The latest poll in February put the NDP dead last among the three parties, with the Wildrose at 33 per cent, the PCs with 24 per cent and the NDP at 20 per cent. A superficial look at this poll result suggests that the right could win a Wild-rose majority government or a PC-Wildrose coalition government, and that PC Alberta is still a viable electoral machine. Yet these numbers are deceiving. The internal state of PC Alberta is at odds with the poll numbers. With a completely demoralized rank and file, a non-existent leadership, not to mention its troublesome finances, it would be nothing short of a miracle for the PCs to transform these poll numbers into real votes by the next provincial election. The capitalists are sure prone to speculating, but not when it is their whole future that is at stake.
Meanwhile, the NDP still has a strong reserve of support beyond this poll that could be mobilized during the provincial election, when working people begin to pay closer attention to politics and how it affects their lives. The Alberta NDP polled just below 20 per cent before the 2015 provincial election was called and surged to 40 per cent by its conclusion. This is what worries the ruling class. Despite their incessant attempts to whip up right-wing McCarthyism-type hysteria against the “socialist” NDP provincial government in the past two years, they realize that this has only so much of an impact. They understand that they can no longer rely simply on decades-old political inertia to stay in power, as the whole political field has been turned upside down. The so-called “Alberta Advantage” that they thought would shield them from the turmoil of world politics has been smashed to bits by the hammer blow of events. Hence their determination to bring the two conservative parties together, even if it means parting with a nearly half-century tradition.
However, if the Alberta NDP leadership sits on their hands, thinking that they could defeat the united conservatives in the next election by appearing moderate, then they haven’t learned anything from the embarrassing debacle of the federal Mulcair leadership. The provincial NDP government has sailed through the first half of their term without much opposition from their working class and youth base, but also without much fanfare, as they simply spend their way through the crisis uninspiringly. The Alberta NDP also hopes that by not offending the oil barons the latter will be kind enough to leave them alone. Yet this hope never materializes.
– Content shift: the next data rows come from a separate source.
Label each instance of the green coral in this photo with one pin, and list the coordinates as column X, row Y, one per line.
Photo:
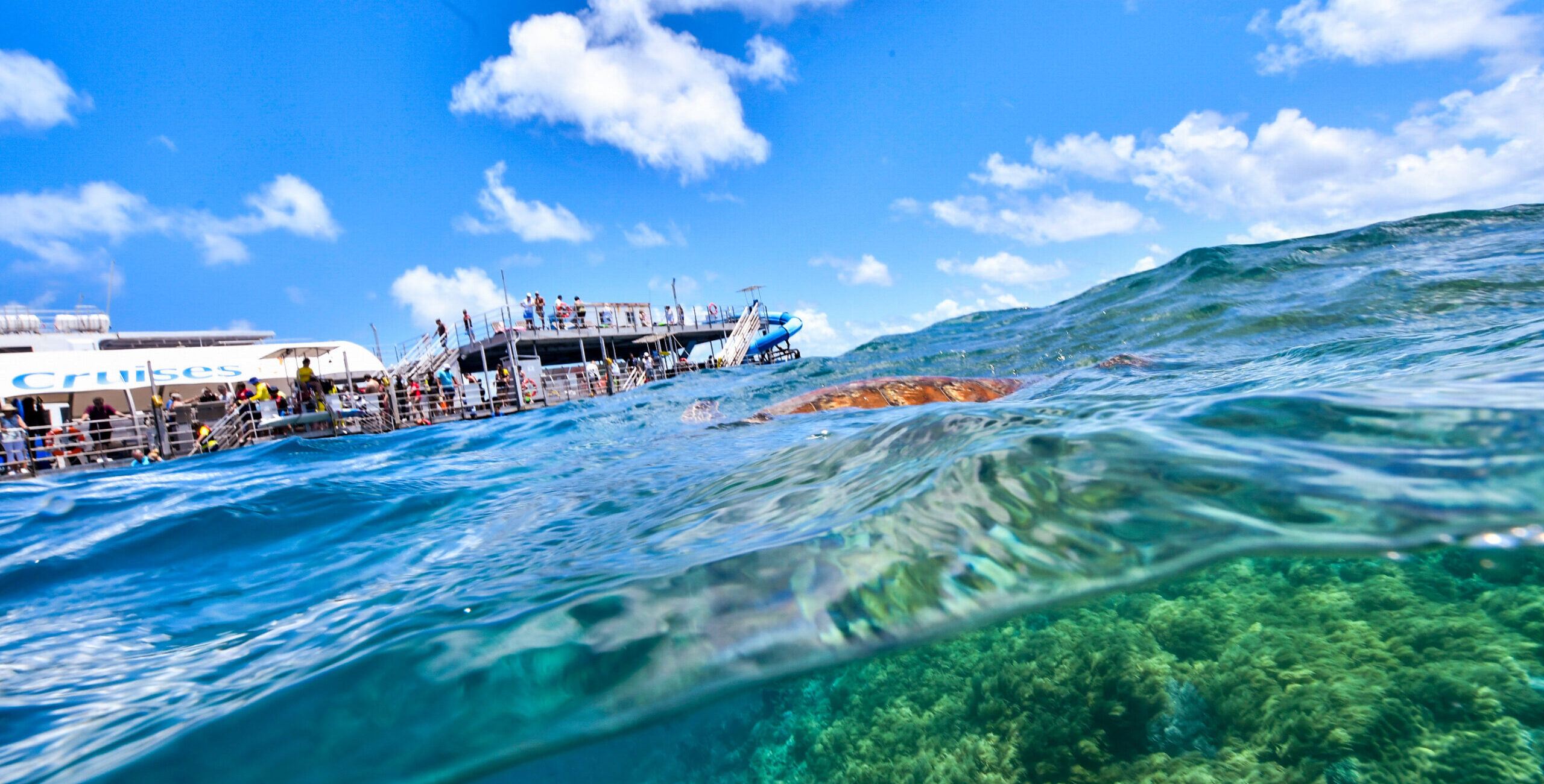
column 1291, row 670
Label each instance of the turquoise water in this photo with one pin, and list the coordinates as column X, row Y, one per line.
column 444, row 602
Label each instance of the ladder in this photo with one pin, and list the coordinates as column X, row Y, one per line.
column 740, row 340
column 633, row 379
column 425, row 358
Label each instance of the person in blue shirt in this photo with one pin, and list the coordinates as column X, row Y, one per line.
column 447, row 382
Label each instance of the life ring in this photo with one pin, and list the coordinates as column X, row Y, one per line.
column 59, row 446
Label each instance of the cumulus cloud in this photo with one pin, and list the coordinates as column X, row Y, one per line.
column 641, row 236
column 1004, row 269
column 633, row 84
column 34, row 93
column 54, row 226
column 533, row 221
column 685, row 285
column 1294, row 177
column 773, row 10
column 1016, row 177
column 1046, row 220
column 429, row 296
column 1382, row 31
column 644, row 236
column 822, row 337
column 865, row 271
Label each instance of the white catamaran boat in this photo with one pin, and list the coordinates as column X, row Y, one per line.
column 54, row 365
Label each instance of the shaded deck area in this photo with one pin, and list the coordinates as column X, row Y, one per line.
column 577, row 344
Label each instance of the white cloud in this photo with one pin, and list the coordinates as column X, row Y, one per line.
column 54, row 224
column 630, row 82
column 861, row 272
column 431, row 296
column 817, row 337
column 686, row 286
column 521, row 260
column 533, row 221
column 774, row 10
column 1004, row 269
column 1294, row 177
column 1382, row 31
column 644, row 236
column 1016, row 177
column 293, row 204
column 641, row 236
column 1046, row 220
column 823, row 338
column 34, row 93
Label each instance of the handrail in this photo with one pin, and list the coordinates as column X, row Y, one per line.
column 740, row 340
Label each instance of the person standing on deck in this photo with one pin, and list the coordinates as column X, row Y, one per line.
column 13, row 435
column 100, row 413
column 561, row 314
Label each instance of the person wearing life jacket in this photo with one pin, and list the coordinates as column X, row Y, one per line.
column 65, row 443
column 204, row 437
column 561, row 314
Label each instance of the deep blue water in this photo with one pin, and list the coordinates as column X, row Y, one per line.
column 439, row 604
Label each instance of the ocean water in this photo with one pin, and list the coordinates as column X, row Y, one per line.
column 1299, row 423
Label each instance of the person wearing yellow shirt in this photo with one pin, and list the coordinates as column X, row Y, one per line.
column 260, row 390
column 306, row 380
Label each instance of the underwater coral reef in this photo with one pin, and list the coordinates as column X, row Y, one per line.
column 1264, row 670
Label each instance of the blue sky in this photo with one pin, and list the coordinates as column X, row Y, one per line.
column 317, row 167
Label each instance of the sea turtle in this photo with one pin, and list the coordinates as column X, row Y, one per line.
column 893, row 391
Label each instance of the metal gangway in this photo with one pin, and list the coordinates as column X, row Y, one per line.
column 740, row 340
column 425, row 357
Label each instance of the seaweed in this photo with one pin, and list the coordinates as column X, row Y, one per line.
column 1261, row 670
While the oil barons take everything they can with their left hand – concession after concession from the provincial NDP government – they are also preparing a mortal blow against this party and against the working class movement, with their right hand.
Youth, workers and rank-and-file NDP members are rightly worried about the possible return of conservative rule. However, the experience of the past two years has been an important learning experience. The approaching conclusion of PC Alberta is but one of many signs of the new era that we are entering. It has left an important mark in the consciousness of Alberta’s working class. The victory of the NDP instilled confidence in the workers that they could win. This will prepare the workers for a sharper clash which is in the making. What is needed now is to couple this new found confidence with an inspiring socialist program that has the audacity to face the oil barons and their political machine head on.